There are three types of students: A students, B students and C students.
B students usually get jobs with the government while A students usually wind up working for C students.
That paraphrased quote comes from a business seminar I attended a few years back.
Actually, I think it would be more accurate to say, A students once in a while wind up working for C students.
If I’d written that in the first place, though, it would have taken the impact out of the main point, which is, education is not just about getting good grades.
But please don’t get me wrong; I definitely think going to school, working hard and learning as much as possible are valuable things to do.
I’m writing about this now because my youngest daughter just got her GCSE results over hear in England and because secondary school students in Botswana are preparing for their O levels, A levels, IGCSE and other exams that start in October.
I’m happy to say my daughter did very well but I have to add that I would not have been terribly upset if she hadn’t received the grades she was after as long as she had tried her best and learned how to learn.
And one of the main reasons I feel that way is because every time someone takes a test more than one thing can be judged.
You have the person taking the test, but you also have the test itself and in essay based exams like English or History, the person marking the test.
Sometimes tests are not fair and sometimes the people evaluating the answers have narrow views, so it is possible for intelligent students to get poor grades.
Going back to that quote at the top of the page; the reason C students sometimes go on to employ people with lofty university degrees could be that they don’t always do what they are told to do.
Open minded reasoning might hinder their ability to learn things they don’t see the point of learning, but it might also allow them to see an opportunity, and if they have learned how to learn, to develop the opportunity into a business.
Having said that, I should mention that sometimes it is important to learn whatever is thrown at you in class even if you don’t think it will come in useful at a later stage in your life.

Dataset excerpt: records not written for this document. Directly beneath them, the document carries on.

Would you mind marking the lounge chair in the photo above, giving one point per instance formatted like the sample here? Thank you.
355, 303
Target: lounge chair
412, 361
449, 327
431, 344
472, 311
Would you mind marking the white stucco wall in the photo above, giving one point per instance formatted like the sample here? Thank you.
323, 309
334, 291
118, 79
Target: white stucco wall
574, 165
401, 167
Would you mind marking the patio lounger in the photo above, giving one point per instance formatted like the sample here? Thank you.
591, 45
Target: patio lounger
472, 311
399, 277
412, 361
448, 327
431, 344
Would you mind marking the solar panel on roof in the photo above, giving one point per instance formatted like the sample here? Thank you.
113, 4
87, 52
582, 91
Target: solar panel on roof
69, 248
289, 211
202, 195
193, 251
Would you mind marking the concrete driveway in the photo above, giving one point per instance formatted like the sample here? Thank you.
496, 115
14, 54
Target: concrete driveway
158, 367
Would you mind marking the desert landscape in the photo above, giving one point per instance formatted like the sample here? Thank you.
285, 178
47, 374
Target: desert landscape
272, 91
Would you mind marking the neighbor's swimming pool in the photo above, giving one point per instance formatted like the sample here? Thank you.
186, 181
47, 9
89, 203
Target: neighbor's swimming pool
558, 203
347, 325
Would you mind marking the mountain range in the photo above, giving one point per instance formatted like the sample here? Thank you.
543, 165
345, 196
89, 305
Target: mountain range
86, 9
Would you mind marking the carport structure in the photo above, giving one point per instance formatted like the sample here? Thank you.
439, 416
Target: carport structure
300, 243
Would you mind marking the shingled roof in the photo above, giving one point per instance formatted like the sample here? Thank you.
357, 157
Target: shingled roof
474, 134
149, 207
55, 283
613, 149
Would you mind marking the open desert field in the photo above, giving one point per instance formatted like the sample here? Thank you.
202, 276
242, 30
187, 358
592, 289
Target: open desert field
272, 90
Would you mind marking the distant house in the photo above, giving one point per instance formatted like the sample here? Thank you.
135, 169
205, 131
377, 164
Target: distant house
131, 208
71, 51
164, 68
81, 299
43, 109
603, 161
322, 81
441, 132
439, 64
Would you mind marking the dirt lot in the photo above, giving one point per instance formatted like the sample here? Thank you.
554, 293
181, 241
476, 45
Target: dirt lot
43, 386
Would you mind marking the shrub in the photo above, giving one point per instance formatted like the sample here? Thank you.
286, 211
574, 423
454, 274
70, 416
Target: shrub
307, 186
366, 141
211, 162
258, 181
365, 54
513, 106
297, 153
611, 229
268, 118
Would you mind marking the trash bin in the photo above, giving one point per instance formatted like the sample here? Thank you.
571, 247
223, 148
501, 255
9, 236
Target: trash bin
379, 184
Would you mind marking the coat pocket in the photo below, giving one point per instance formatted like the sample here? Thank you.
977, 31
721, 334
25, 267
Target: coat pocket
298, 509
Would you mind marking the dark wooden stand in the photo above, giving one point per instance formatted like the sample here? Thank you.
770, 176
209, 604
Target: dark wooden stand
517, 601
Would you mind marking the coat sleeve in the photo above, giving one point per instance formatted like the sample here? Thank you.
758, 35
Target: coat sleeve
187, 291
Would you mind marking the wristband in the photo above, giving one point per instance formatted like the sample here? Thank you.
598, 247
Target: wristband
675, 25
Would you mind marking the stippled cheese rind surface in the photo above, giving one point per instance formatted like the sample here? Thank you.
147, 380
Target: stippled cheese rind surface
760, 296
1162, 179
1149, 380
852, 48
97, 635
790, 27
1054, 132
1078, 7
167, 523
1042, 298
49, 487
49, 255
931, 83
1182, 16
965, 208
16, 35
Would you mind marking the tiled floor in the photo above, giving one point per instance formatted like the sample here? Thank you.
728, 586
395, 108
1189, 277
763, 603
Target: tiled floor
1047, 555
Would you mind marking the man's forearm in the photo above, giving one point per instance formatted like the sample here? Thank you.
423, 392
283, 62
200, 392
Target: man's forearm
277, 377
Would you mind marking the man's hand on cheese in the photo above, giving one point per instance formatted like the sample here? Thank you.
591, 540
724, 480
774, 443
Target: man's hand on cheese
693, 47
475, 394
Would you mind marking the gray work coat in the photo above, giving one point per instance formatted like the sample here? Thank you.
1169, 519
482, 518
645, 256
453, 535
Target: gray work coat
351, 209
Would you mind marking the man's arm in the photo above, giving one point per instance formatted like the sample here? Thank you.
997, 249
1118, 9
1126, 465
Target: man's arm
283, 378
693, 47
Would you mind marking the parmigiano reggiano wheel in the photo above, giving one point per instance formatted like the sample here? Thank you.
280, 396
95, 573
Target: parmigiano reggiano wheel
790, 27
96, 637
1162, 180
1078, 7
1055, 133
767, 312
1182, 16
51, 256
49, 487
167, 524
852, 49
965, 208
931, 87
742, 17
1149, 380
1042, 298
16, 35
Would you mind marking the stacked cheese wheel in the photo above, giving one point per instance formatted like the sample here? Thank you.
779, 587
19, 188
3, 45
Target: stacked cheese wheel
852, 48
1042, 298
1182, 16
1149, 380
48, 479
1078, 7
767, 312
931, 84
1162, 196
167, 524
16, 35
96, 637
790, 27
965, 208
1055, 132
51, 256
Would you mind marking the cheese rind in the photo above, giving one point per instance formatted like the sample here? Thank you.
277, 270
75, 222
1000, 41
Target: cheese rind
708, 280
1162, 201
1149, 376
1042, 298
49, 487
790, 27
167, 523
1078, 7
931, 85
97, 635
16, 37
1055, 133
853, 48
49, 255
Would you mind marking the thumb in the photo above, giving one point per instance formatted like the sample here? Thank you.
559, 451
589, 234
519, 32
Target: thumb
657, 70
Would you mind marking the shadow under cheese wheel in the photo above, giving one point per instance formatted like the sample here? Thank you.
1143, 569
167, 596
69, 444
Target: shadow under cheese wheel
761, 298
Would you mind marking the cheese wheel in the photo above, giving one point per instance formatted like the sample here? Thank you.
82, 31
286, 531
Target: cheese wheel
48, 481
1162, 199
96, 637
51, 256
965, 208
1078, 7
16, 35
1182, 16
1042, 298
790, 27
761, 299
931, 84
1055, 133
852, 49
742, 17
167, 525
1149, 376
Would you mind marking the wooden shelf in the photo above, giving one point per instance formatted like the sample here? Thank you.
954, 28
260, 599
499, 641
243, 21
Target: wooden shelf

You never know, and if you can learn just for the sake of learning or simply because you need a certificate, then when you decide not to learn something, it will be because you chose to use your time to do something else, not just because you are lazy… which brings us back to that opening quote.
Obviously there are more than three types of students if we are talking A, B, C, D… fail.
But when you really come down to it, there may be just two types – dedicated and lazy – and I think if students are always willing to give it their best, they are going to be just fine, regardless of what it says on their school reports.